Pasta and the Crew Race

Rowers:

Why pasta the night before a crew race?

The adequate consumption of carbohydrates is necessary for the preservation of protein for muscle tissue repair and maintenance. It is essential that the athlete consume carbohydrates before, during, and after exercise to sustain sufficient muscle glycogen levels.

Muscle glycogen stores are most diminished during endurance exercise (like rowing). Therefore, the ingestion of carbohydrates within 24 hours before and after strenuous activity is crucial for the replenishment of muscle glycogen.

The type of carbohydrate ingested is a key variable in the earliest replenishment following an extended bout of exercise. The pre-exercise carbohydrate should have a moderate glycemic index like pastas and whole grains. The post-exercise carbohydrate should have a high glycemic index like corn flakes, honey, white bread, rice, carrots, and bananas.

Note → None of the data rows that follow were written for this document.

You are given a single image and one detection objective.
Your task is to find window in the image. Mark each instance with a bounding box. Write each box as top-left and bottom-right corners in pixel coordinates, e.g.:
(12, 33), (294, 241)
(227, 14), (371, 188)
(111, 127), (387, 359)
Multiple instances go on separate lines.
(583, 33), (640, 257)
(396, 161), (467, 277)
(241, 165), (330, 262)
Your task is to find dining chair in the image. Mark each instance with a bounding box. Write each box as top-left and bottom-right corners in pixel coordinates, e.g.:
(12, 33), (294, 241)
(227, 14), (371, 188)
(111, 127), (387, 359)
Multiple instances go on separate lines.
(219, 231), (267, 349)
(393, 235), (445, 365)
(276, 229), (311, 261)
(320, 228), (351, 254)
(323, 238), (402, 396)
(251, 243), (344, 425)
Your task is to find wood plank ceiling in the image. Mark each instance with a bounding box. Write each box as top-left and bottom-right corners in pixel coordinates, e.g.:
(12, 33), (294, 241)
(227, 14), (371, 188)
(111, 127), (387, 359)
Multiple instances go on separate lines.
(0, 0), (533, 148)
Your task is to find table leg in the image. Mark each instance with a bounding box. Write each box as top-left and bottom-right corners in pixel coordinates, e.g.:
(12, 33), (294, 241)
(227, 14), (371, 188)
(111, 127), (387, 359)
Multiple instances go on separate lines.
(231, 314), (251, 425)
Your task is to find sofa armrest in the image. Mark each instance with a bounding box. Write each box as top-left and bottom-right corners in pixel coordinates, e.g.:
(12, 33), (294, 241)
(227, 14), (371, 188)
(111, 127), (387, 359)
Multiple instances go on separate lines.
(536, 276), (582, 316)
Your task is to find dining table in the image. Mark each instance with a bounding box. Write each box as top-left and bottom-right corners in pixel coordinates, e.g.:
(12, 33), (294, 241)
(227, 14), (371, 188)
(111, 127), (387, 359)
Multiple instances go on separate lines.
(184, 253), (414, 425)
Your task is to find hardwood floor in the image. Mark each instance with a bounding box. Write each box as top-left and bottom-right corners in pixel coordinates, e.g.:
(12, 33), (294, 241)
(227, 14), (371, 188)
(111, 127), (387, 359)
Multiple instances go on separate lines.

Nancy Clark of Sports Medicine Systems Inc. suggests that with morning events the athlete should eat a hearty, high carbohydrate dinner and a bedtime snack the night before. In the morning eat a light meal of toast and /or cereal to stabilize blood sugar levels, absorb some of the gastric juices and to keep from feeling hungry. For afternoon competitions the athlete should consume a hearty breakfast and a light carbohydrate-based lunch.

Bibliography:
- LaGary, Carter (Valdosta State University), Nutrition and Recovery.
- Kuster, Shawn, "Preparing for a National Competition," Sport Medicine and Science Council of Saskatchewan.